IOS 15 Update and What it Means for Your University Marketing Campaigns

As university marketing enrollment teams across the country geared up to launch their fall campaigns this year, a new factor had to be taken into consideration: iOS 15.

Announced in June, Apple’s latest software update offers iOS device users upgraded privacy features including Mail Privacy Protection within the Apple Mail app.

In their press release in June, Apple stated the new feature “stops senders from using invisible pixels to collect information about the user. The new feature helps users prevent senders from knowing when they open an email, and masks their IP address so it can’t be linked to other online activity or used to determine their location.”

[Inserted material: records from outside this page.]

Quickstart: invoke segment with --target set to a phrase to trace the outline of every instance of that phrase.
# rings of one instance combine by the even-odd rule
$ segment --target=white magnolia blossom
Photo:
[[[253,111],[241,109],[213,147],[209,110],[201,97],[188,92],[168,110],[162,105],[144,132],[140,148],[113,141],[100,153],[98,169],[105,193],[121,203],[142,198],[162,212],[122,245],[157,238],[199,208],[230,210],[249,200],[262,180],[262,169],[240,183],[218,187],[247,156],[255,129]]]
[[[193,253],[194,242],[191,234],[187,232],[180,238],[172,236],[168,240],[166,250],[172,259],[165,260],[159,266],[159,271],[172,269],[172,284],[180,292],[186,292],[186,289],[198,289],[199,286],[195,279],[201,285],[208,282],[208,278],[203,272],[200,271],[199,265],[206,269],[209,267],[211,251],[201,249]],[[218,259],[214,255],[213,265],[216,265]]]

Pixels; open rates; location tracking – all essential tools in a marketing team’s data toolbox. So what does this mean for you? What can you still see in campaign activity and what has changed? And most importantly, how might you rethink your current strategy to ensure your emails are still getting to the right prospective student or parent at the right time?

What can you still see?

  • Open rates for non-Apple Mail users (including those using other mail apps on an iOS device – if your email tools allow for this distinction)
  • IP addresses for non-Apple Mail users
  • Click rates
  • Click through rates

How might the metrics you can see change?

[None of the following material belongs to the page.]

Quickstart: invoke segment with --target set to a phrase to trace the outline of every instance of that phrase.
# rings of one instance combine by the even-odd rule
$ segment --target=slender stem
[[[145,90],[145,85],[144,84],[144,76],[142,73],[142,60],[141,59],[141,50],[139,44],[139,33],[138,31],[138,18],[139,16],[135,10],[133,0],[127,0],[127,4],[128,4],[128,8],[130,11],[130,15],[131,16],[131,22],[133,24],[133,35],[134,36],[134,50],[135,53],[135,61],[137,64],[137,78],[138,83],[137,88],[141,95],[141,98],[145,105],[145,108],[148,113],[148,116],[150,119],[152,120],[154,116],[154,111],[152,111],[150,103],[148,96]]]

  • Open rates will go up – or perhaps they already have: With iOS 15 launching last month, the September or October marketing dashboards that many offices rely on will likely see a jump as all emails to Apple Mail users will be marked as “open”.
  • Click through rates will go down: As a result of the inflated open rate, click through rates – the number of clicks on opened emails – will go down.

How can you pivot your email campaign strategy?

  • Use the change in open/click through rates from Fall 2021 to understand the impact of the iOS 15 change and adjust your target metrics accordingly – Not all of your prospective students or parents are using Apple Mail. It is estimated that 30-50% of email users are using Apple Mail; Therefore you’ll still have a control group of 50-70% of your subscribers whose activity won’t be affected in your reports.
  • Ensure every email has a call to action with a clickable URL – Let’s face it. Opens were never actually the strongest indicator of interest in your institution; that title belongs to the Clicks. Click rates and click through rates are not affected by the iOS 15 change, so even more than before, marketing teams must make sure every email is driving the prospective to “click here to [insert the appropriate step in their enrollment funnel]”. You can also consider doing a more focused A/B test at the click level – is one way of wording the call to action getting more clicks than the other? Use that to inform your calls to action throughout the campaign.
  • Don’t use Email Open as a subsequent automated email trigger – Depending on which CRM or marketing tool your office uses, your drip campaign very well might send one version of an email if the previous message was opened and a different one if it wasn’t. Take time this fall to review these triggers and ensure the change in Open Rate data won’t impact the overall goal of your communication plan.
  • Collect location data early in the recruitment process – By capturing a prospective student’s location on their first opt-in activity, you can continue to include them in location-based segmented emails for the remainder of your campaign without relying on IP address.

NOTE: It may be tempting to use this change to pivot more of your content to text/SMS. We caution this step. While SMS is a medium to deliver content, just as email is, it must be considered a very different medium; one that requires more significant changes in email content, and one that you could ruin as an effective engagement tool for your recruitment team.